The aim of the SOBI Seminars is to provide a forum for novel scientific findings and ideas in all areas of plant and animal sciences which are addressed within the Section for Organismal Biology. In order to fulfill this aim a two-monthly seminar series is organized. The seminars will be held every other week on Friday, alternating between internal and external speakers.

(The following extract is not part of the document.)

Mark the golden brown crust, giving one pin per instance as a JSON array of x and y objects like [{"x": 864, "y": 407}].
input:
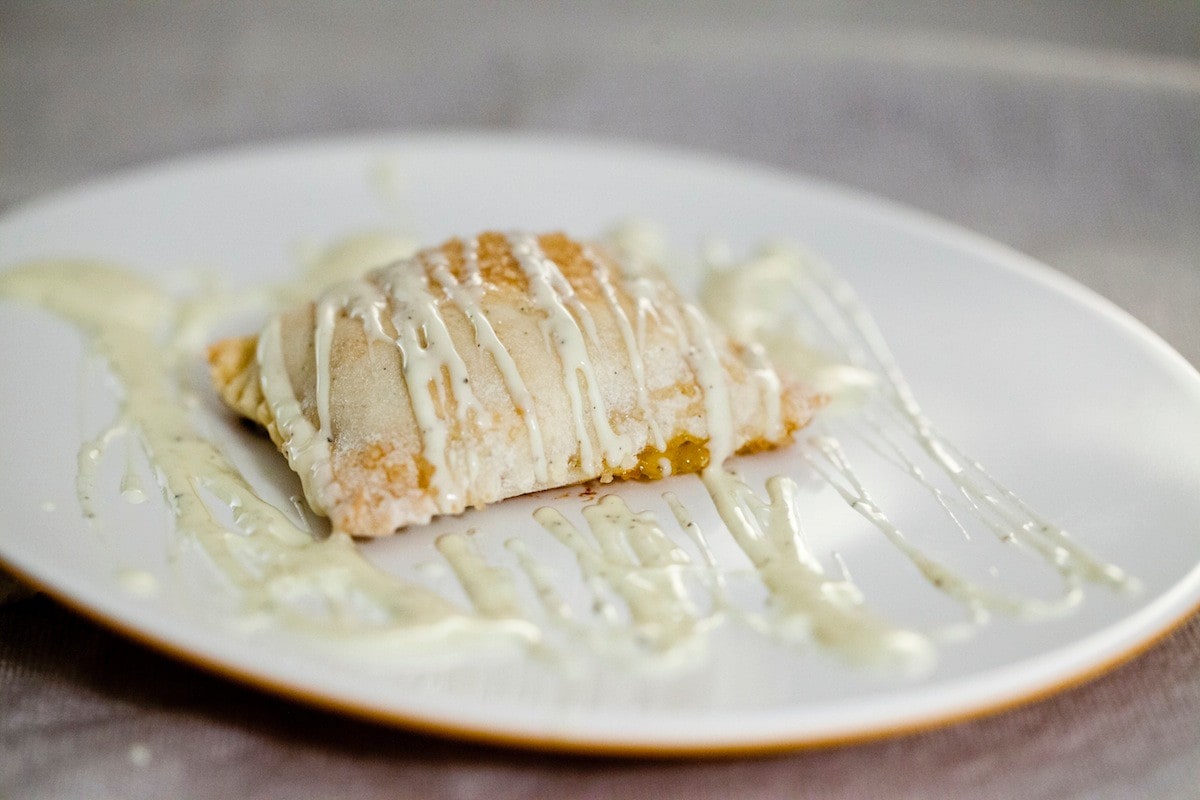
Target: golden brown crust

10 June: Katharine Ann Marske



Historical Biogeography

Katharine Ann Marske

Ecology and Evolution, Department of Biology, Copenhagen University


Phylogeographic structure and its underlying causes are not necessarily shared among community members, with important implications for using individual organisms as indicators for ecosystem evolution, such as the identification of forest refugia. Over 1000 mitochondrial DNA (COI) sequences and newly developed coalescent phylogeography models were used to construct geo-spatial histories for four co-distributed New Zealand forest beetles. These methods identify historical dispersal patterns via ancestral state reconstruction. Ecological niche models were used to reconstruct the potential geographic distribution of each species during the Last Glacial Maximum (LGM). Combined results yielded a complex picture of temperate forest community evolution. Each species shared some features of its LGM distribution or range expansion pathways with every other, but no general patterns were detected among all four. These results indicate that forest species retreated into and expanded out from the same refugia by a variety of routes, rather than travelling together as an intact forest community, which has important implications for using individual taxa to detect historical ecosystem dynamics.